Ferienplanung ist eine langfristige Sache: Im nächsten Jahr legt die Kultusministerkonferenz (KMK) die Termine für den Zeitraum zwischen 2018 und 2024 fest. Die Sommerferien der Bundesländer sollten dabei möglichst über drei Monate gestreckt werden, fordern die niedersächsischen Fraktionen. Auch Wirtschaftsminister Olaf Lies (SPD) hat sich wie Harry Glawe (CDU), sein Kollege aus Mecklenburg-Vorpommern, für eine Entzerrung ausgesprochen, auch damit die Quartiere und Freizeiteinrichtungen an der Nordseeküste gleichmäßiger ausgelastet seien. „Wenn sich der Urlaub auf die Monate Juli und August konzentriert, sind spontane Trips kaum noch möglich“, sagt Gabriela König (FDP).

Staus auf den Autobahnen, überfüllte Züge und überhöhte Preise seien die Folge, wenn sich die Sommerferien der Länder zu sehr überschnitten, meint auch Axel Miesner (CDU). Maaret Westphely (Grüne) sagt, die Dauer der Schuljahre sollte im jeweiligen Land möglichst wenig schwanken, damit Lehrern und Schülern ausreichend Zeit für den Unterricht bleibe. Um mehr als zwei Wochen sollte sich der Beginn der Sommerferien daher nicht verschieben, sagt Holger Heymann von der SPD.

Durch das rollierende System der Sommerferien gibt es mal sehr kurz und mal sehr lange Schuljahre.
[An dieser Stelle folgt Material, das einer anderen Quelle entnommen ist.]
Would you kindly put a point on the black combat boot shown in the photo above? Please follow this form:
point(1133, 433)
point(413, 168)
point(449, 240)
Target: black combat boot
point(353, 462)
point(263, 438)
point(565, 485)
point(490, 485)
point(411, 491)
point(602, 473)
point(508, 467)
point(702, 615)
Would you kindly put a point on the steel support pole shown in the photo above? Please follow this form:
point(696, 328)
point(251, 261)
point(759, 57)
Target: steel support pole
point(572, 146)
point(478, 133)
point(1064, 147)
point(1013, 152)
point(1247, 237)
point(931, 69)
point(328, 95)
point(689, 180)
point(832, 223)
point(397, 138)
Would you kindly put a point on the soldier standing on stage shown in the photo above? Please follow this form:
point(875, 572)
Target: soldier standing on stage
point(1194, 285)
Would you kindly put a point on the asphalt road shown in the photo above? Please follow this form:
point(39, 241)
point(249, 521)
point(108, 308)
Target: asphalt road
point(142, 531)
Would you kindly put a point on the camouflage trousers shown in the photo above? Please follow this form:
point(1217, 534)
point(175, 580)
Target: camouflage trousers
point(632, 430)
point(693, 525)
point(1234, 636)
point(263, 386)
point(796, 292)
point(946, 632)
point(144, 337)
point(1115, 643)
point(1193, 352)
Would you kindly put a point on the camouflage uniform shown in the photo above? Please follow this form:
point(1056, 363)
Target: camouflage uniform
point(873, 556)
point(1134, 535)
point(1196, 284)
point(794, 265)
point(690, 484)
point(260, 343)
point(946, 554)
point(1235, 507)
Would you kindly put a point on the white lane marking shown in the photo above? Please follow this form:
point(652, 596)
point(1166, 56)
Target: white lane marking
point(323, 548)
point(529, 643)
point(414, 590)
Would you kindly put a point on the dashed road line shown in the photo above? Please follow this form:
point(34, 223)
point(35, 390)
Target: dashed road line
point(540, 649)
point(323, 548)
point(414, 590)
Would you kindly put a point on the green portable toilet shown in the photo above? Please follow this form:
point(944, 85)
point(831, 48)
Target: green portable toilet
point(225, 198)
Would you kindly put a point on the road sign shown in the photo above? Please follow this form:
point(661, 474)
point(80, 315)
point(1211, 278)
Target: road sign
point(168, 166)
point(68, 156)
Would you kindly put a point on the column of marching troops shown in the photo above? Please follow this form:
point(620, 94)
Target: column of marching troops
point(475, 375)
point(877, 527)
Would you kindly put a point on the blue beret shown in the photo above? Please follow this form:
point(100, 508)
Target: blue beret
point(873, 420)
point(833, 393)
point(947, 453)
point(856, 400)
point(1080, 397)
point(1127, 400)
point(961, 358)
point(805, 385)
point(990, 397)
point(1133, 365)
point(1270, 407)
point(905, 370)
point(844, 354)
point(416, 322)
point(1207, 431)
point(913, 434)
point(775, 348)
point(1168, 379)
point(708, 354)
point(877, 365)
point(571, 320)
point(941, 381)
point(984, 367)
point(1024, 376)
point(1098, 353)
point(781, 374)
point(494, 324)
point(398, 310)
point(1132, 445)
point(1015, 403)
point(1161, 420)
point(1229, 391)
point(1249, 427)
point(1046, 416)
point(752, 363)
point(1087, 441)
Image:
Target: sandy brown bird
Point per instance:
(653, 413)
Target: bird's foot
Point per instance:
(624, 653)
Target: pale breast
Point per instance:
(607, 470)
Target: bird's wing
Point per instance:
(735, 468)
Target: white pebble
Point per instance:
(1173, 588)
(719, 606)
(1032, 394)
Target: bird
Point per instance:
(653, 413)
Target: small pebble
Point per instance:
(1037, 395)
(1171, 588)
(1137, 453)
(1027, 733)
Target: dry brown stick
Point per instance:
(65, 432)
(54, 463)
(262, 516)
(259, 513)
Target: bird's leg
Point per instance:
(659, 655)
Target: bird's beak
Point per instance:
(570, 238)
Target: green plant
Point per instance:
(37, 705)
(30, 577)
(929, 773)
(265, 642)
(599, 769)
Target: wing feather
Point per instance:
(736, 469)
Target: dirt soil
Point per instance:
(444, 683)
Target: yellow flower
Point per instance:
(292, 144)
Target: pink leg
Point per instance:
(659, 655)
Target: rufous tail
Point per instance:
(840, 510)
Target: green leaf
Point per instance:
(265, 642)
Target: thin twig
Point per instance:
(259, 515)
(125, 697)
Zwischen dem Beginn der großen Ferien 2012 und dem in diesem Jahr lagen in Niedersachsen  vier Wochen, von Sommer 2015 zu 2016 wird es wieder so sein. Nur Bayern und Baden-Württemberg beharren weiterhin auf ihren festen Ferien im August. Spätestens 2024 könnte das süddeutsche Bollwerk jedoch wackeln, hofft man jetzt im Norden. „Wir werden eine ausgewogene Sommerferienregelung beschließen“, sagte KMK-Generalsekretär Udo Michallik gestern. Den Ferienbeginn auf Anfang Juni vorzuziehen werde von vielen Eltern aber abgelehnt.